Il piacere del caffè, a 400 Km dalla Terra. L’astronauta Tim Peake dell’ESA (European Space Agency) mostra come è possibile concedersi un rigenerante break a base di caffeina sulla Stazione Spaziale Internazionale. Le modalità di preparazione non sono però quelle classiche: niente moka né macchina per l’espresso. Il risultato è ben differente dalla tradizionale tazzina.

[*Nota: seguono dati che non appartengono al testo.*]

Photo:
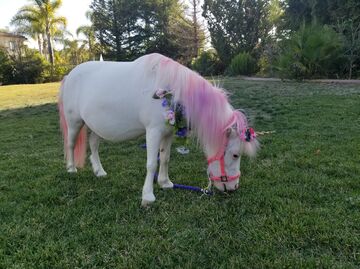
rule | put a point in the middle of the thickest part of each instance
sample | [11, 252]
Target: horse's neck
[213, 150]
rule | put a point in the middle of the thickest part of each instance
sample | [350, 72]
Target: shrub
[22, 69]
[5, 68]
[29, 68]
[208, 64]
[242, 64]
[313, 51]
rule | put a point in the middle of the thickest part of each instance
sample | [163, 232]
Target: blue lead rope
[191, 188]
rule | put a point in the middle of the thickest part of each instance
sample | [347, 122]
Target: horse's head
[224, 169]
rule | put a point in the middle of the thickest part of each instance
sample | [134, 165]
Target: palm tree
[27, 23]
[40, 18]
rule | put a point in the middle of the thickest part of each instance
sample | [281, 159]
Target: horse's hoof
[166, 185]
[147, 199]
[72, 170]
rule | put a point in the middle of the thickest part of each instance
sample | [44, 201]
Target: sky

La miscela è conservata all’interno di una busta sottovuoto, da inserire in un dispositivo che funge da bollitore, il cui compito è quello di iniettare dell’acqua a temperatura elevata all’interno del contenitore. Questa, mischiata al preparato, si trasforma nel prodotto finito. Un sacrilegio per i puristi, ma il “meglio” deve ancora arrivare: nello spazio il caffè si beve con la cannuccia. Impossibile fare altrimenti, a causa della microgravità che caratterizza l’ambiente. Una possibile soluzione di cui si è già parlato su queste pagine è stata progettata dalla Portland State University, ma al momento non sembra ancora essere stata adottata dall’equipaggio.
Una precisazione: non si tratta della ISSpresso progettata da Lavazza in collaborazione con l’azienda torinese Argotec, anche se le modalità di preparazione sono simili e sfruttano lo stesso principio.
Restando in tema di ISS, proprio ieri si è parlato del progetto che ha consentito di far crescere la prima pianta al di fuori dell’atmosfera terrestre. Un fiore di zinnia, per la precisione, sbocciato grazie alle abilità dell’astronauta Scott Kelly, che accantonati rigidi protocolli e programmi di innaffiatura ha deciso di curarlo come se si trattasse di un seme piantato nel giardino di casa propria. L’esperimento ha una finalità ben più a lungo termine: servirà a perfezionare le tecnologie e i sistemi che un giorno potrebbero assicurare all’essere umano la completa autosufficienza lontano dal nostro pianeta, un requisito fondamentale per affrontare le missioni di esplorazione dello spazio come quelle che puntano al Marte.